The expression $\frac{2}{x - 3}$ tends to negative infinity as $x$ approaches ${3}^{-}$ (that is, as $x \to 3$ while being always less than $3$)

#### Explanation:

Recall the definition of a limit:

We say that the limit of function $f \left(x\right)$ (defined for all $x$ in some neighborhood, however small, of value $x = a$, but not necessarily at point $x = a$ itself) is $A$ as $x \to a$
(written as ${\lim}_{x \to a} f \left(x\right) = A$ or $f {\left(x\right)}_{x \to a} \to A$)
if and only if for any $\epsilon > 0$ (measuring the closeness of $f \left(x\right)$ to value $A$)
there is such $\delta > 0$ (measure of the closeness of $x$ to value $a$) that
for any $x$ satisfying the inequality $| x - a | < \delta$
the following is true: $| f \left(x\right) - A | < \epsilon$

In other words, for any degree of closeness $\epsilon$ of $f \left(x\right)$ to $A$ we can find a distance $\delta$ of $x$ to $a$ such as the function $f \left(x\right)$ will be closer to $A$ than $\epsilon$ if $x$ is closer to $a$ than $\delta$.

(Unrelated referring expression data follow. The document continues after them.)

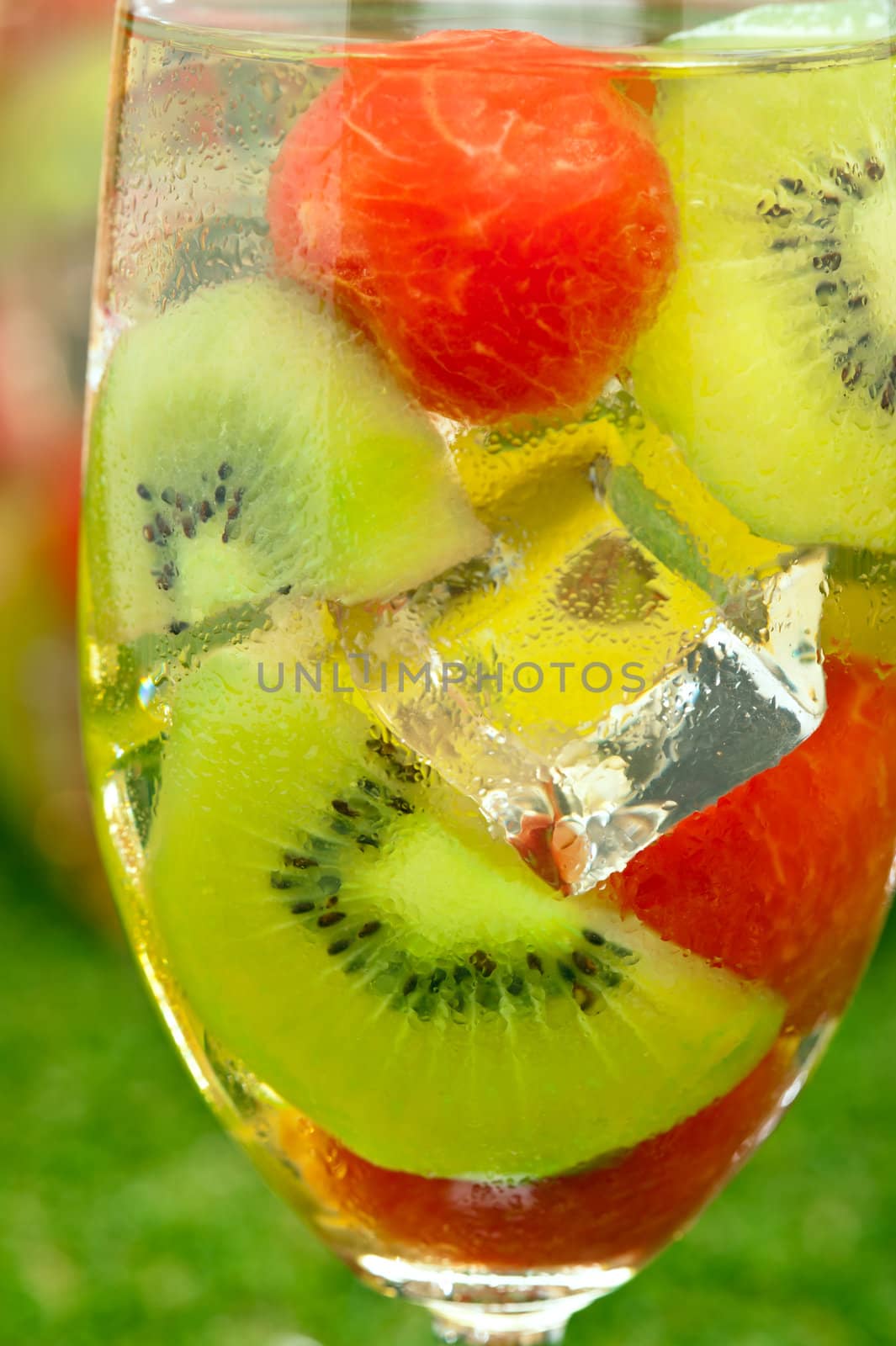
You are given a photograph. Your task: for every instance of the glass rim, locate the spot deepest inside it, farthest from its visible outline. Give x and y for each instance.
(305, 29)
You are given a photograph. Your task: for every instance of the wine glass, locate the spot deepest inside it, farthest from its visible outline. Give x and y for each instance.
(487, 603)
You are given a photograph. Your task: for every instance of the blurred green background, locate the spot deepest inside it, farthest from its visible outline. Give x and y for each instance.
(125, 1217)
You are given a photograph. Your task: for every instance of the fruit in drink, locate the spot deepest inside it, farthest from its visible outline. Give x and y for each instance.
(491, 209)
(787, 878)
(249, 441)
(787, 202)
(353, 933)
(619, 1213)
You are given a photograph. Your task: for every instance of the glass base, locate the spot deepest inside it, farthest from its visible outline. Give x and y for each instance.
(480, 1309)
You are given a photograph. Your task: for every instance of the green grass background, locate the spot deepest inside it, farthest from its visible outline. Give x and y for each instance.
(127, 1218)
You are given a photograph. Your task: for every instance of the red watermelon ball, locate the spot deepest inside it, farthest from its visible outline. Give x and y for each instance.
(490, 209)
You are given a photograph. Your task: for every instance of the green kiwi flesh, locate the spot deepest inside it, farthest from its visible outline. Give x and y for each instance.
(786, 186)
(345, 925)
(247, 442)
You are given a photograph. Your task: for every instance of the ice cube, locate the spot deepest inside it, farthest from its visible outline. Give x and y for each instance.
(595, 683)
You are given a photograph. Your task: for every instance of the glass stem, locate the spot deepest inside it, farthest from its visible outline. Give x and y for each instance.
(509, 1325)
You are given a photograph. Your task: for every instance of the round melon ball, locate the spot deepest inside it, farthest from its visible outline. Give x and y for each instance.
(491, 209)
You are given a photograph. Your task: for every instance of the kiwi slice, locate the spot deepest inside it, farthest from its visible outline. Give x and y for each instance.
(249, 441)
(345, 925)
(786, 185)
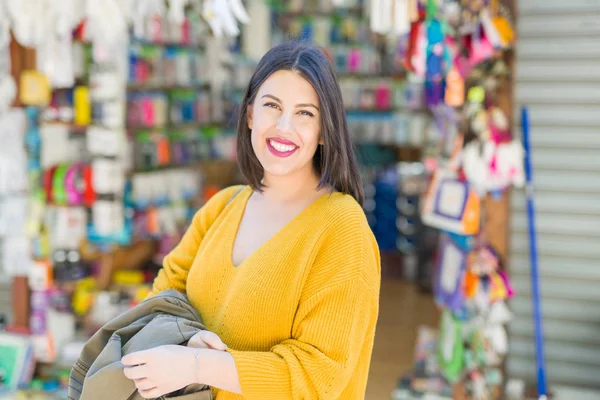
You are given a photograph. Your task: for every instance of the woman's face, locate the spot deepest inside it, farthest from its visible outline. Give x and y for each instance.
(285, 122)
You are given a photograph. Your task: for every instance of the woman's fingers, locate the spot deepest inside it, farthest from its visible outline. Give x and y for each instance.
(144, 384)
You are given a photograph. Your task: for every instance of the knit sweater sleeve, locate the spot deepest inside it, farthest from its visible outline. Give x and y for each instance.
(337, 314)
(176, 264)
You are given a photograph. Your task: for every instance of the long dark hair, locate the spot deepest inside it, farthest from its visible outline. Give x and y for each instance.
(334, 160)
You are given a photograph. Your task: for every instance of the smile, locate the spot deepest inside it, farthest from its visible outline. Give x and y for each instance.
(281, 148)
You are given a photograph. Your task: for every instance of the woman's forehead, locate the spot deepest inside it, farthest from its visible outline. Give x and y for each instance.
(289, 86)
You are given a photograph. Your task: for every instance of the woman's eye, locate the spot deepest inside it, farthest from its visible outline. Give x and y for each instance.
(272, 105)
(307, 113)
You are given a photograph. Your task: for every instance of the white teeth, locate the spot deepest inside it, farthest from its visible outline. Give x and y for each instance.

With infinity the situation needs another definition, because infinity is not a number, like $A$ in the above definition.
We should supplement our definition for two cases of infinity - positive and negative.

We say that the limit of function $f \left(x\right)$ (defined for all $x$ in some neighborhood, however small, of value $x = a$, but not necessarily at point $x = a$ itself) is negative infinity
(written as ${\lim}_{x \to a} f \left(x\right) = - \infty$ or $f {\left(x\right)}_{x \to a} \to - \infty$)
if and only if for any real $A < 0$ (however large by absolute value)
there is such $\delta > 0$ (measure of the closeness of $x$ to value $a$) that
for any $x$ such as $| x - a | < \delta$
the following is true: $f \left(x\right) < A$

Similarly is defined the limit of positive infinity.

In our case, if $x \to {3}^{-}$ (that is, $x \to 3$ while $x < 3$), the fraction $\frac{2}{x - 3}$ is always negative.

Choose any $A < 0$ and resolve the inequality
$\frac{2}{x - 3} < A$
the solution is:
$x > 3 + \frac{2}{A}$
The larger by absolute value $A$ is (while being negative) - the closer $x$ should be to $3$ for our fraction to be less than $A$.
So, we always find that measure of closeness of $x$ to $3$ (while being smaller than $3$):
$\delta = \frac{2}{|} A |$
When $x$ is closer than this $\delta$ to $3$, the fraction will fall lower than $A$, no matter what negative $A$ we have chosen.